The hardest questions for the AI to answer included those that required more theoretical and procedural knowledge, such as factorization, which are hard for humans too. That makes sense: "It seems extraordinarily hard to infer the compositional rules themselves just from input/output examples,” said Michael Rovatsos, who directs the University of Edinburgh’s Bayes Centre and is also affiliated with the Alan Turing Institute in London, both leading institutes in artificial intelligence and data science.

The Transformer model correctly answered 90% or more of the problems on the modules "add or subtract several numbers” and "multiply or divide several numbers.” But on problems that involved the mixing of all four operations together using parentheses, performance decreased to 50% correct. In their paper, the authors speculated that the poorer outcome occurs because while basic operations can be performed in a relatively linear, straightforward manner, there are "no shortcuts to evaluating arithmetic expressions with parentheses, where intermediate values need to be calculated,” something someone with basic knowledge of mathematics would know how to do. The researchers took this as evidence that the models had not learned any algebraic/ algorithmic manipulation of values but were instead "learning relatively shallow tricks” to obtain answers.

The testing also produced some unexpected results (Fig. 1).

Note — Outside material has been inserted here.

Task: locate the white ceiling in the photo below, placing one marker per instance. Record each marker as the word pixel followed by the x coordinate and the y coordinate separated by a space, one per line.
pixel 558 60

On one question a trained Transformer model correctly answered ‘‘Calculate 17 × 4.” as 68. The same question, but without the period, resulted in the answer 69. Other test questions posed 1 + 1 +…+ 1, where 1 occurs n times. For n ≤ 6, both the LSTM and Transformer models answered correctly. For n = 7, the models answered 6. For n > 7, they responded with other incorrect values.

《Fig.1》

Fig. 1. The neural networks trained and tested on DeepMind’s data set for mathematical reasoning sometimes failed in unexpected and surprising ways. The models did correctly solve this proverbial problem (1 + 1 = 2), as well the related problems of 1 + 1 +…+ 1, where 1 occurs n times, up to n = 6. However, for n = 7, the models answered 6, and for n > 7, they responded with other incorrect values. Credit: Pexels (public domain).

One important contribution of the research is the modular, and therefore easily extendable, data set. "We hope this data set will become a robust analysable benchmark for developing models with more abilities,” the authors wrote. Useful future work, they note, would be to extend the data set to include greater linguistic complexity, and visual problems, such as geometry. In terms of the neural networks themselves, Saxton said the next step for the DeepMind team is to develop models that can learn to do well across algebraic/symbolic reasoning tasks.

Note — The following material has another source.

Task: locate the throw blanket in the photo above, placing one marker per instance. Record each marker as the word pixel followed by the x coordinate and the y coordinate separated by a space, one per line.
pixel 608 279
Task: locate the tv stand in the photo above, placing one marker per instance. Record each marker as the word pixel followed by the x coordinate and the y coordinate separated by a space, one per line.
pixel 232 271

But what may be perhaps most important to determine is how the models arrived at their wrong answers (Fig. 2). "We've got a long way to go before we have reliable tools that can tell us why a neural network produced the answer it did,” said Sutskever.

《Fig.2》

Fig. 2. The connections deep neural networks make when tackling a problem involving artificial intelligence are often a ‘‘black-box” mystery—not easily understood, making it hard to determine where they go wrong and how to correct for the failure. Credit: courtesy of DeepMind, with permission.

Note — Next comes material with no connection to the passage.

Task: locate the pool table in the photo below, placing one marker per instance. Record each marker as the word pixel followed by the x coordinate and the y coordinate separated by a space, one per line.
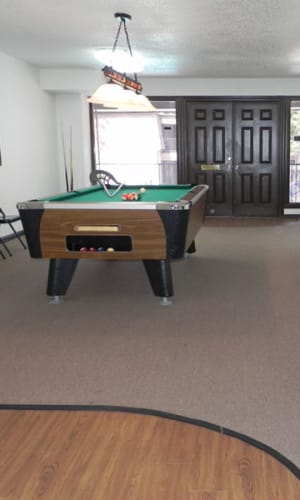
pixel 93 223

For some researchers, this mysterious, "black box” element of neural networks—not being able to understand how they arrive at decisions, represents a key issue as the technology moves toward artificial general intelligence (AGI). "It worries me that we are focusing on quantitative performance rather than intelligibility,” said Rovatsos. "Should AI really start to develop humanlevel intelligence and be widely adopted for everyday use, we would want to scrutinise and correct these systems to ensure their behavior complies with our social norms and moral values. It seems to me we’re building ‘racing cars,' rather than vehicles that can take us safely to our destination.”